Like many people I have a soft spot for the industrial lamps, which have been produced by Jieldé from Lyon in France since the 1950s – and have since become a design classic. Its designer, the French mechanic Jean-Louis Domecq, created the lamp in the late 1940s, out of frustration because he could not find a satisfactory industrial lamp for his workshop. So Domecq decided to design, produce and market one himself under the Ji-el-Dé brandname, which was made up of his initials.

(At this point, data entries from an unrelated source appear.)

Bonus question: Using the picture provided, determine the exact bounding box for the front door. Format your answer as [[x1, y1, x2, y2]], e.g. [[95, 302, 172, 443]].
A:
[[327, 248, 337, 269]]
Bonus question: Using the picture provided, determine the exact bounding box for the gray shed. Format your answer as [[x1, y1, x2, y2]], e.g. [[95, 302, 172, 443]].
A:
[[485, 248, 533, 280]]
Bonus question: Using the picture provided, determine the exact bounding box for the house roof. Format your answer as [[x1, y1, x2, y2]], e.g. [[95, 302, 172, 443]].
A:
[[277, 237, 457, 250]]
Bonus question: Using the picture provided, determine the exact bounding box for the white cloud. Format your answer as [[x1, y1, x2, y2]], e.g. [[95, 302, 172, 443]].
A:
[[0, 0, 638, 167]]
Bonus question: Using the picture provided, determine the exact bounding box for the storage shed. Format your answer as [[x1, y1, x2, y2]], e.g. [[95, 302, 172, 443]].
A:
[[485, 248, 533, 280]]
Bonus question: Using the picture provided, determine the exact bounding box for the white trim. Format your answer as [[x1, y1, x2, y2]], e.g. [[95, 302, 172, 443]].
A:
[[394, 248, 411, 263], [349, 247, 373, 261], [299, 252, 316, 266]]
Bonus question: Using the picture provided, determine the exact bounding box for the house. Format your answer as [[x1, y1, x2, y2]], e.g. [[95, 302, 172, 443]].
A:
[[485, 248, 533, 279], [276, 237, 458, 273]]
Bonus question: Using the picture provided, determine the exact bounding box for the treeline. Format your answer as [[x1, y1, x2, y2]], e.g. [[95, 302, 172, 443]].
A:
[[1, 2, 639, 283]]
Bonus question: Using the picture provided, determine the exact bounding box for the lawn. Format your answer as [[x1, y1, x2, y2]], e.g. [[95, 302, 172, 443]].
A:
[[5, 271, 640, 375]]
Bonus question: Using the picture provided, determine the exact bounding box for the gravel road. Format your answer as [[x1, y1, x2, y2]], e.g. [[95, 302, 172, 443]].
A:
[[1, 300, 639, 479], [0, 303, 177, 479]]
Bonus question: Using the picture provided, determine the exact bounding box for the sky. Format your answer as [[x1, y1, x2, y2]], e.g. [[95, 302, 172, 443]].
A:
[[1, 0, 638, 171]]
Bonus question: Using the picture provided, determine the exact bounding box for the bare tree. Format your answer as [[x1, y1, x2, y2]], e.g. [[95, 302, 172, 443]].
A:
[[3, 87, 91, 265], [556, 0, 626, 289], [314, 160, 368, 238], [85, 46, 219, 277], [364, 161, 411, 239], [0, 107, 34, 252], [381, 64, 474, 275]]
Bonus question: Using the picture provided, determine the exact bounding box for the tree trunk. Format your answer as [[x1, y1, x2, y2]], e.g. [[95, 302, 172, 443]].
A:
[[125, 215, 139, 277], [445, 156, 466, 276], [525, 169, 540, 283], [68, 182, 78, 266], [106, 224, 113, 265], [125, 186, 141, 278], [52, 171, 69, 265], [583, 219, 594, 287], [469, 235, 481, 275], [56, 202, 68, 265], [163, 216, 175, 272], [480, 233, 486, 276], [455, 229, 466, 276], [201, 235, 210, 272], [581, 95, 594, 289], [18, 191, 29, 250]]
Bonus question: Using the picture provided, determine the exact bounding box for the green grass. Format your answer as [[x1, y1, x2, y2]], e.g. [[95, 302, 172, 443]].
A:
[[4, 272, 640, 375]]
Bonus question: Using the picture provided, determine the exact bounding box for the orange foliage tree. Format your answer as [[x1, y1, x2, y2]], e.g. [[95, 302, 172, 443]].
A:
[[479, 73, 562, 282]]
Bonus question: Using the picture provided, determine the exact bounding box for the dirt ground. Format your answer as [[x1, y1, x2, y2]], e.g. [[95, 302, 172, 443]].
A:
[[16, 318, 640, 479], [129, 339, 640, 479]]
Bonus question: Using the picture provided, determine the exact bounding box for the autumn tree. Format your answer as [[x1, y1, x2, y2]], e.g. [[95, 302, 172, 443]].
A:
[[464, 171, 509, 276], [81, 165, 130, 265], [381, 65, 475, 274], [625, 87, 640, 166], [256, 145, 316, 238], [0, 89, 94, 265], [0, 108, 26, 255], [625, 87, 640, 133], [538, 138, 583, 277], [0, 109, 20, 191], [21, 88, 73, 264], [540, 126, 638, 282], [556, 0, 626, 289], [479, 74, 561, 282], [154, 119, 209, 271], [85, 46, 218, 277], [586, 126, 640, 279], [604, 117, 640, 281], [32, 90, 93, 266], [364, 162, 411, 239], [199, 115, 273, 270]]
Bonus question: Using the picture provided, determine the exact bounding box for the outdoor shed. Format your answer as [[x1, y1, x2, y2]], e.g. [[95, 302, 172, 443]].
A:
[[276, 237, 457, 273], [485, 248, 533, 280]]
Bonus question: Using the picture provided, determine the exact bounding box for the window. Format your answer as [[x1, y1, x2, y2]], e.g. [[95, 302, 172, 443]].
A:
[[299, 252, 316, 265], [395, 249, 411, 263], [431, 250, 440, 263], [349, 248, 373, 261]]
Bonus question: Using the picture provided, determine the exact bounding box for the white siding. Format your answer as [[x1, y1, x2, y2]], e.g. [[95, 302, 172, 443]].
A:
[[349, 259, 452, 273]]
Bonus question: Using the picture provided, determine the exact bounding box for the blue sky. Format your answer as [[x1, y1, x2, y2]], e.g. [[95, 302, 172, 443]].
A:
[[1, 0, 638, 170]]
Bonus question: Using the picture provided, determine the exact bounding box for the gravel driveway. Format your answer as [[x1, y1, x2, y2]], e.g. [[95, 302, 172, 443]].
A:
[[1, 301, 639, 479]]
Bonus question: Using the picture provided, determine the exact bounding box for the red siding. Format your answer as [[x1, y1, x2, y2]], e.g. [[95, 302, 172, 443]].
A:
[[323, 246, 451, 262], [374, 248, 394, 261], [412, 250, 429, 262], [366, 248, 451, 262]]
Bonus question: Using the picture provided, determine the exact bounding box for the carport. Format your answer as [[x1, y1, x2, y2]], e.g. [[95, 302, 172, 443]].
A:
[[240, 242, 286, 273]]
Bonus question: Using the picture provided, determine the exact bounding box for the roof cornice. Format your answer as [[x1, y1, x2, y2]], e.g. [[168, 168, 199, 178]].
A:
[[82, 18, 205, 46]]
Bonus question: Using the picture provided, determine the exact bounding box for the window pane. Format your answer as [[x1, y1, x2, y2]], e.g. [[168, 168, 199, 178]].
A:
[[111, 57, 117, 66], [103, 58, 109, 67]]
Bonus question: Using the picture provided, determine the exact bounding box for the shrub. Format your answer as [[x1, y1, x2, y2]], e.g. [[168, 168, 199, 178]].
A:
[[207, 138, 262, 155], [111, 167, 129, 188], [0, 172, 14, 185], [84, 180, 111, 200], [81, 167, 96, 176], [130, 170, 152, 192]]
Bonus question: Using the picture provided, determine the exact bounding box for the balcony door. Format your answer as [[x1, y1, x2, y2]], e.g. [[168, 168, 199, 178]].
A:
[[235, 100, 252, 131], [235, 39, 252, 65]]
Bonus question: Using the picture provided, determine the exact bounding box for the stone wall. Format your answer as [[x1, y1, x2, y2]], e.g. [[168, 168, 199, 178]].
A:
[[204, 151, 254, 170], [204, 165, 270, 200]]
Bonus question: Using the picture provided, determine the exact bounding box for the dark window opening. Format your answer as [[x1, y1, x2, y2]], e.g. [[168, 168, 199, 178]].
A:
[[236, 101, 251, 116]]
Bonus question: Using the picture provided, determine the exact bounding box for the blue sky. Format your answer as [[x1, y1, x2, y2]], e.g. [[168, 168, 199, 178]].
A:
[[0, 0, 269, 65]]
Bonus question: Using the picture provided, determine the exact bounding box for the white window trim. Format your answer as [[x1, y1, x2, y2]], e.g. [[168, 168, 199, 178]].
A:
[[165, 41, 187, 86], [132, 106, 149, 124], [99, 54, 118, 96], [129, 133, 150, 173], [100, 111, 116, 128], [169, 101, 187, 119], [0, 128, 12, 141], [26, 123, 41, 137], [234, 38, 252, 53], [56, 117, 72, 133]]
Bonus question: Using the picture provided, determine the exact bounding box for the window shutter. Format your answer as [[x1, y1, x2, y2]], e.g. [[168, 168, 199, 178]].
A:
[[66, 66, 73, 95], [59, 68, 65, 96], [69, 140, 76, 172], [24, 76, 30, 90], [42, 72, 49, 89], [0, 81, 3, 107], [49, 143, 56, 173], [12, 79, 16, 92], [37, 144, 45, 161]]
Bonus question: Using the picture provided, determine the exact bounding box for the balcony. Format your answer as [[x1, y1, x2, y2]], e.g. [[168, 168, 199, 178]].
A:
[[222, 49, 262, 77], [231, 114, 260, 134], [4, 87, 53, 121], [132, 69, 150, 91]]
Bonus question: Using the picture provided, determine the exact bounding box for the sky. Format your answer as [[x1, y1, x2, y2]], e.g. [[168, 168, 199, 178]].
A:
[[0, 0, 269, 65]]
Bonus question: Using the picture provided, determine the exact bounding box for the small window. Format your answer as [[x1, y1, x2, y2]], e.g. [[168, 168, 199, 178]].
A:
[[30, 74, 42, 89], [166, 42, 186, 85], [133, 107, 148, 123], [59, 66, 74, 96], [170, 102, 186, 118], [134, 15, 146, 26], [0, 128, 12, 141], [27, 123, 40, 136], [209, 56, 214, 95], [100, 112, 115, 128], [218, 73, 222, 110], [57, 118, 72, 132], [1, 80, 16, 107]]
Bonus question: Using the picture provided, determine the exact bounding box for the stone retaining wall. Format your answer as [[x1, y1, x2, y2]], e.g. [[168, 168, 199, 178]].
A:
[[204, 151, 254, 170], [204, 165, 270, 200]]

Domecq wanted his ideal lamp to be simple, robust, and articulated to adapt to all work conditions. He designed a mechanism in which the base and light head were connected by a number of rods, which could articulate with rotational joints. The end of each rod was fitted with one half of the rotational joint, made from cast aluminium with a copper contact inside. When two rods were connected with a bolt, the joints could rotate and made electrical contact by the copper contacts that were pressed together.
The Jieldé lamps became a favourite in many workshops and factories, and have since found their way into the home as well. Jieldé now produces various versions, including floor lamps, wall-mounted fixtures and reading lights. The difference is the number of rods used. Today the Jieldé ‘Classic’ or Loft lamp is a famous icon of French industrial art. I bought my Jieldé, a classic ‘Standard’ version with two extensions, a few years ago at an
antiques dealer in Marseille in France. It is an older model with unpainted rods and joints, produced for industrial use – as the scratches bare witness too.